Temps de lecture : 5 minutes 45

Laurence Vanpaeschen est une journaliste et avocate belge qui a vécu 4 ans en Equateur. En septembre 2014, elle est partie à la rencontre des Kichwas de Sarayaku, une tribu d’Equateur particulière qui se bat pour protéger leur territoire contre les sociétés pétrolières. Moins d’un an après, l’appel de l’aventure se fait à nouveau ressentir et elle saute dans une pirogue pour participer, aux côtés de la tribu, à Uyantsa, la fête de la lance.

J’apprends que la fête de la lance (Uyantsa) aura lieu mi-février. C’est la fête rituelle la plus importante et la plus ancienne de Sarayaku. Elle est menée en signe de reconnaissance envers la Pachamama pour l’abondance qu’elle prodigue, et d’affirmation de la nécessité de la partager de façon respectueuse. Elle se tient tous les deux ans, il ne faut donc pas manquer cette occasion ! C’est pourquoi je prends à nouveau une pirogue depuis le petit port à une heure de Puyo. J’arrive un jeudi, la veille du début de la fête, après avoir un peu pataugé dans le fleuve pour faire avancer l’embarcation…

Les traditions d’Uyantsa

Une centaine d’hommes sont partis chasser en forêt depuis quinze jours. Ils en reviennent ce soir-là, mais ne rentreront dans la communauté que le lendemain. Les femmes sont épuisées. Pendant la chasse, elles ont récolté le yuca (manioc), l’ont porté sur leur dos en sacs de plusieurs dizaines de kilos, l’ont cuit et mâché pour confectionner des centaines de litres de chicha. Elles ont aussi fabriqué des céramiques, qui se doivent d’être belles et originales, pour servir la chicha et les repas, avant d’être sacrifiées à la fin de la fête. Le dernier soir, elles doivent aussi se peindre le visage avec le jus du wituk, un fruit qui sécrète une sorte d’encre noire.

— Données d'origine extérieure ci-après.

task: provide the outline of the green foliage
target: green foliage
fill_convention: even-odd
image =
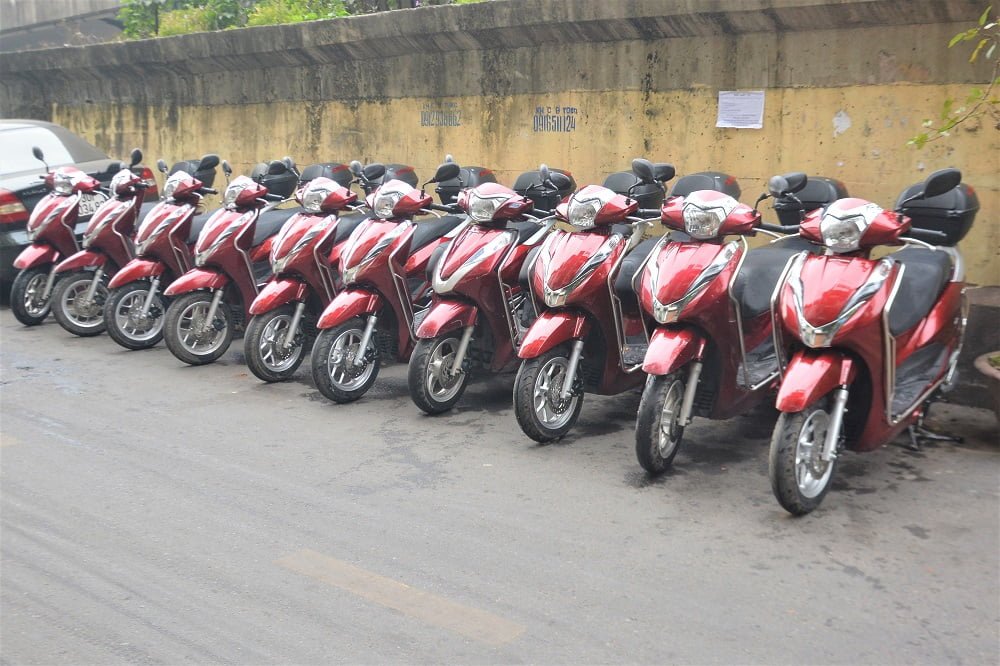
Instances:
[[[1000,58],[994,58],[997,55],[997,44],[1000,43],[1000,24],[995,19],[990,19],[992,10],[992,5],[987,7],[979,16],[975,26],[963,30],[948,42],[948,48],[962,42],[975,42],[976,45],[969,56],[970,63],[976,62],[980,55],[986,60],[994,60],[989,85],[985,90],[972,88],[964,103],[957,104],[953,99],[944,100],[937,122],[924,120],[924,131],[910,139],[907,142],[909,145],[923,148],[929,141],[949,136],[951,130],[980,116],[991,117],[995,129],[1000,129],[1000,99],[994,94],[994,90],[1000,88]]]
[[[278,25],[348,16],[344,0],[260,0],[247,25]]]
[[[160,15],[160,37],[187,35],[192,32],[211,30],[208,10],[204,7],[175,9]]]

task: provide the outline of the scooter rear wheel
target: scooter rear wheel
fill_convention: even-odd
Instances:
[[[536,442],[551,442],[565,436],[583,407],[583,391],[560,396],[569,352],[557,347],[521,363],[514,380],[514,415],[524,434]]]
[[[77,271],[59,279],[52,290],[52,314],[64,329],[87,338],[104,332],[104,304],[108,300],[107,278],[102,277],[94,297],[86,300],[94,282],[91,271]]]
[[[27,268],[17,274],[10,288],[10,309],[14,318],[25,326],[38,326],[49,316],[52,295],[41,300],[52,266]]]
[[[255,315],[243,336],[247,367],[265,382],[283,382],[292,377],[305,358],[305,340],[299,333],[290,347],[284,346],[295,306],[283,305]],[[300,323],[301,327],[302,324]]]
[[[801,412],[778,417],[771,437],[768,476],[778,503],[791,514],[805,515],[820,505],[830,490],[836,459],[822,459],[830,423],[828,399]]]
[[[334,402],[354,402],[378,377],[378,354],[360,349],[364,329],[364,322],[354,318],[316,337],[310,359],[313,381],[319,392]],[[358,354],[365,355],[361,365],[355,363]]]
[[[455,406],[465,393],[469,375],[452,374],[451,366],[458,352],[459,339],[446,333],[429,340],[418,340],[410,357],[407,380],[414,404],[428,414],[442,414]]]
[[[665,472],[681,446],[684,426],[678,424],[684,381],[680,377],[650,375],[642,390],[635,420],[635,455],[650,474]]]
[[[222,357],[233,341],[233,319],[229,305],[219,303],[212,321],[205,322],[212,294],[195,291],[184,294],[167,308],[163,338],[167,349],[189,365],[205,365]]]
[[[163,339],[167,306],[161,293],[153,296],[149,312],[142,315],[149,287],[145,280],[130,282],[112,291],[104,304],[108,337],[125,349],[149,349]]]

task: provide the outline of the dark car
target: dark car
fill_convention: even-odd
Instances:
[[[39,176],[45,167],[32,155],[38,146],[50,169],[75,166],[94,176],[105,186],[118,173],[121,160],[111,159],[65,127],[40,120],[0,120],[0,283],[4,293],[17,275],[14,259],[28,245],[25,226],[35,204],[47,194]],[[155,184],[153,172],[143,177]],[[146,201],[158,196],[155,185],[146,191]],[[77,236],[89,217],[81,217]]]

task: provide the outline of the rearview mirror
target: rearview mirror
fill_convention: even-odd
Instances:
[[[361,175],[365,177],[365,180],[378,180],[385,175],[385,165],[373,162],[362,170]]]
[[[267,163],[267,174],[269,176],[278,176],[288,171],[288,165],[284,160],[271,160]]]
[[[549,166],[547,164],[538,165],[538,176],[542,179],[542,185],[544,185],[549,180]]]
[[[357,160],[351,160],[351,163],[347,165],[347,168],[351,170],[355,176],[364,175],[364,171],[361,169],[361,162]]]
[[[649,160],[637,157],[632,160],[632,173],[634,173],[636,178],[643,183],[652,183],[654,180],[653,163]]]
[[[549,174],[549,181],[556,186],[557,190],[565,190],[570,186],[569,176],[564,173],[559,173],[558,171],[553,171]]]
[[[454,180],[455,178],[458,178],[460,173],[462,173],[462,168],[460,166],[454,162],[445,162],[437,168],[437,171],[434,172],[434,177],[427,182],[441,183],[446,180]]]
[[[653,180],[665,183],[677,175],[677,169],[673,164],[658,162],[653,165]]]
[[[138,148],[132,149],[132,162],[128,165],[129,168],[134,167],[136,164],[142,161],[142,151]]]
[[[288,155],[285,155],[284,157],[282,157],[281,158],[281,162],[282,162],[282,164],[285,165],[285,168],[288,169],[289,171],[294,171],[295,170],[295,160],[293,160]]]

Certaines sont expertes et s’ornent de figures délicates et sophistiquées. Les hommes feront de même cette nuit-là, de manière plus brute.

Vendredi, six heures du matin. La fête s’ouvre par le retour des chasseurs qui débarquent sur la plage à l’entrée de chez Sabine et José. Ils sont répartis en quatre groupes. Chacun d’entre eux a son responsable (prioste) de la fête qu’il aura dû préparer pendant deux ans, notamment à l’aide de mingas. Les mingas, ce sont des travaux collectifs et volontaires, servant à la communauté ou à une famille. Par exemple : construire une maison pour accueillir les cérémonies, récolter du bois pour les diverses cuissons, planter du manioc pour la chicha… C’est un honneur d’être choisi comme prioste, mais aussi un investissement important. Le chiffre 4 marque cette fête : quatre groupes de chasseurs (donc quatre priostes), quatre maisons de fête, quatre jours de cérémonie, quatre porteurs de lances (trois anciens priostes et un nouveau) qui vont rythmer le rituel de danses très codifiées tout au long de la fête. Les femmes dansent aussi, en balançant leur longue chevelure.

Pirogue des indiens à Sarayaku

Une fête initiatique

Je suis sur la plage, avec les femmes qui attendent leurs maris, fils, pères… pour leur offrir la chicha de bienvenue. L’arrivée en quatre temps est impressionnante. Chaque groupe d’une trentaine d’hommes arrive l’un après l’autre sur des pirogues, peints de wituk, vêtus des peaux et des plumes des animaux chassés, au son des tambours et des flûtes fabriqués dans la selva. Le groupe débarque, reçoit la boisson, danse en rond au son des percussions, puis remonte sur les pirogues avec les femmes qui l’ont attendu pour en descendre au « port » principal en contrebas de la place centrale, depuis lequel chacun regagnera sa maison de cérémonie. Pendant quatre jours, ce sera un ballet incessant, chaque maison de fête devant être visitée par chacun des groupes au cours de la journée.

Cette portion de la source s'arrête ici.